This is preposterous. My next phone will be a Nexus for this reason. Samsung actually makes good hardware and has reasonable support, but their built-in apps are making the phone nearly useless. They are usually the worst in their class: there's always a free app that does a better job than what they provide.
is its the verge, cant take them serious
If they did market it as the best vanilla android phone you could get, I'd be all over it just for that very reason
So buy a Nexus.
That works as long as Google continues to sell Nexus devices. There already isn't a Nexus tablet since late May, and Nexus phones appear to be on their way out as well since a couple days ago. Or did you mean a used Nexus?
Where "best" means speed (? that one always seemed weirdest for handhelds, but maybe because I've never had a slow one)
"Speed" means not having to wait several seconds for the UI to unfreeze. Lag like this is typical of Nexus 7 (2012) tablets upgraded to Android 5 "Lollipop", especially if you don't clear the cache often. I think what's happening is that Android 5 loses all the RAM efficiency gained in the Project Svelte focus of 4.4 "KitKat", and apps end up terminated more often to reclaim memory.
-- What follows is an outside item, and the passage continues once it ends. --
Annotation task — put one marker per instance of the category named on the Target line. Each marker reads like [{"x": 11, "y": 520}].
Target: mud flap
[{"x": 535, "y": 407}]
A bunch of applications saving state to the N7's relatively slow-to-write NAND storage in reaction to an onTrimMemory signal causes other applications to be blocked on storage access.
Google seems to dislike microSD.
I wonder how much of this dislike comes from the SD Card Association's having made a Microsoft patented file system a requirement for the microSDXC logo. I forget where I read it, but Microsoft reportedly made more money licensing patents to Android device makers than it ever made on Windows Phone 7 and later.